Ashish K Agarwal picture Ashish K Agarwal · Apr 18, 2012 · Viewed 42.5k times · Source

I understand WHY we need Abstract Class in Java - to create sub-classes. But the same can be achieved by concrete class. e.g. Class Child extends Parent. Here Parent can very well be abstract & concrete. So why do we have ABSTRACT??

Answer

Paul Sasik picture Paul Sasik · Apr 18, 2012

Abstract classes cannot be instantiated directly. Declaring a class as abstract means that you do not want it to be instantiated and that the class can only be inherited. You are imposing a rule in your code.

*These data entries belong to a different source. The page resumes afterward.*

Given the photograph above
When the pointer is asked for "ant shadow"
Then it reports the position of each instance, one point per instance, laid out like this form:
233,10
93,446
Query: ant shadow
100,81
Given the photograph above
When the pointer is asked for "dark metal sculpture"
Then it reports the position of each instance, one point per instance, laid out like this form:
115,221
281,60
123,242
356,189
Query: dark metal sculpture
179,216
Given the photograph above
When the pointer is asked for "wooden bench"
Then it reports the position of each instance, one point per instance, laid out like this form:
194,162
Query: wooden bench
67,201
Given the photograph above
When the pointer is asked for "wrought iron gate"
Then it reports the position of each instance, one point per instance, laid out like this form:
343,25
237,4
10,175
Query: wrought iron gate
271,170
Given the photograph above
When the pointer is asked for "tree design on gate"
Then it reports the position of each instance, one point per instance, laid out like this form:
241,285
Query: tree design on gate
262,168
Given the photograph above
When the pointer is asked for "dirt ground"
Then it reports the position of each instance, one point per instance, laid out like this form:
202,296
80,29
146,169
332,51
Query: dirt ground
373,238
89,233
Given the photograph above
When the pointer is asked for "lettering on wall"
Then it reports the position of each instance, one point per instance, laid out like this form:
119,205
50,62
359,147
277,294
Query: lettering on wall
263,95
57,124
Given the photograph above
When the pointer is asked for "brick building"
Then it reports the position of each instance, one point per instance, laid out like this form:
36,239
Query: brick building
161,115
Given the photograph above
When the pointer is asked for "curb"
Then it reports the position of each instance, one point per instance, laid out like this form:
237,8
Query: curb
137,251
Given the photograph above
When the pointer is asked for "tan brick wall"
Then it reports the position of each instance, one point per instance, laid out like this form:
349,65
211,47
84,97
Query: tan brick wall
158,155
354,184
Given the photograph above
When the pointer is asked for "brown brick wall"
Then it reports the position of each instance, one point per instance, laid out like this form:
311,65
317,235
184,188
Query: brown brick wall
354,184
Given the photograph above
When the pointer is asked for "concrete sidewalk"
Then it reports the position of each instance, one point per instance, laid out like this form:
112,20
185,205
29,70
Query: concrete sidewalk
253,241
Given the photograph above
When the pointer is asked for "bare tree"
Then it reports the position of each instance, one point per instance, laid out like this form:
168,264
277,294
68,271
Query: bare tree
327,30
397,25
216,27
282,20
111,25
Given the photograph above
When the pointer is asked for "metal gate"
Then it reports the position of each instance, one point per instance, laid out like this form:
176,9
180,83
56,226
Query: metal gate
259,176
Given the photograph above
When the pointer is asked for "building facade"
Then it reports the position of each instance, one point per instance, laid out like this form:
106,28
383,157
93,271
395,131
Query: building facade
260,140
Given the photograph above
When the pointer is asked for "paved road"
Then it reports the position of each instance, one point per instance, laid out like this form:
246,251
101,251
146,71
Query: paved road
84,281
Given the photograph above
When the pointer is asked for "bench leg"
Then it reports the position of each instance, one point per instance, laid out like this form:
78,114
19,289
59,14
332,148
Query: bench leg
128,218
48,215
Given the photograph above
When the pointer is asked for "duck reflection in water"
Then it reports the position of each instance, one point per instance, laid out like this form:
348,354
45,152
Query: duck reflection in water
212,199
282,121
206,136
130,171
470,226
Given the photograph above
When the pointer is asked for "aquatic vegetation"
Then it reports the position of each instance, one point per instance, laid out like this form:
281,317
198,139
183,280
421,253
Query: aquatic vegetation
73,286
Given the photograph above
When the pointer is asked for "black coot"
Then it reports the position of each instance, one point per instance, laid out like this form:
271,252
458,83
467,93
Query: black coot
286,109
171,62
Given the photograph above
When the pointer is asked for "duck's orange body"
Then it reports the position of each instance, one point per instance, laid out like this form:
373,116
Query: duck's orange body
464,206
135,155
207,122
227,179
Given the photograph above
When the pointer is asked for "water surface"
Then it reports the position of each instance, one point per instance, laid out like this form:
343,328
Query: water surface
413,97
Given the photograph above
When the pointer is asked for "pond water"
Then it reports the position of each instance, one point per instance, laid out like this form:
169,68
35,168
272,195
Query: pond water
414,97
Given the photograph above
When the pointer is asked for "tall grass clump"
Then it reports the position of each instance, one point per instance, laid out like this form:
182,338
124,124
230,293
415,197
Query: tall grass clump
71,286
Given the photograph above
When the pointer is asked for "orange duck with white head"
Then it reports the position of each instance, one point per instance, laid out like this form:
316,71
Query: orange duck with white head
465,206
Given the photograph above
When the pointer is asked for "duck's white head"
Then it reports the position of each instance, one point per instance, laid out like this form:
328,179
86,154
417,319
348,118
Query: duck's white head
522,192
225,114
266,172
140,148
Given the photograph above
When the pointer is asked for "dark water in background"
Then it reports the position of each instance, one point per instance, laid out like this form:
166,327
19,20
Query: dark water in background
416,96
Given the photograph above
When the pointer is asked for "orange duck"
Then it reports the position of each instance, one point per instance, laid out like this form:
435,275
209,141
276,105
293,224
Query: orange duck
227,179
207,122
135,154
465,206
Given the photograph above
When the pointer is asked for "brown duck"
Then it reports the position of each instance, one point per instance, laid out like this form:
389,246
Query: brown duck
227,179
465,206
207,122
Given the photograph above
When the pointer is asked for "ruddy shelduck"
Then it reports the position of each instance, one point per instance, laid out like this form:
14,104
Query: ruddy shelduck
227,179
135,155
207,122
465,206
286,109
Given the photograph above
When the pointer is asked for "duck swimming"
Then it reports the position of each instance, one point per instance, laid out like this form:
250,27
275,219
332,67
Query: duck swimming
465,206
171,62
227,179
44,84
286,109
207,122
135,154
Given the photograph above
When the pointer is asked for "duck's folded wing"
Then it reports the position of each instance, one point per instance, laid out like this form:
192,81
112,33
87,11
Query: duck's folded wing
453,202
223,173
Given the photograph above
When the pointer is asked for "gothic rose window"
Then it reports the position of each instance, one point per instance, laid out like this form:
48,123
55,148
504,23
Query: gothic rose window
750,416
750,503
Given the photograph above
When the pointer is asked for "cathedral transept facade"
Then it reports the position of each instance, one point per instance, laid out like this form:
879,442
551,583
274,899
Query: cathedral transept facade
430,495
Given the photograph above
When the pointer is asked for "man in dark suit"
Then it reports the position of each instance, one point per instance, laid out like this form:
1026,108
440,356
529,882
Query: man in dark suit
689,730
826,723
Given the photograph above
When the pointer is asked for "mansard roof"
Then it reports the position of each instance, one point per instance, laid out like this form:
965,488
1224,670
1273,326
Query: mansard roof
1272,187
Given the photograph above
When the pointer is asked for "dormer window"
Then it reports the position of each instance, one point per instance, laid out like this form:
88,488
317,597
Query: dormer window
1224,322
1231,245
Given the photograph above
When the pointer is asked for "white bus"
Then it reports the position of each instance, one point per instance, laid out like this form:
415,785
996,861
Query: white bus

If you extend your Parent/Child relationship example further to include a Person class then it would make good sense for Person to be abstract. Parent is a concrete idea and so is child. Person is an abstract concept in reality as well as in code.

One benefit is that you explicitly define and protect the idea of the abstract class. When you declare a class as an abstract there's no way that you or anyone else using your code uses it incorrectly by instantiating it. This reasoning is similar to why we specify functions and fields as public, private or protected. If you declare a function or member as private you are in effect protecting it from improper access from client code. Privates are meant to be used within the class and that's it. Abstract classes are meant to be inherited and that's that.

Now, do you have to use abstract classes and define functions and fields as private instead of public? No, you don't. But these concepts are provided to help keep code clean and well-organized. The abstract class is implemented in all object-oriented languages to my knowledge. If you look around you will see that C++, C#, VB.NET etc. all use this concept.

A better, specific example:

Shape hierarchy UML Diagram

In the example above the Shape class should be abstract because it is not useful on its own.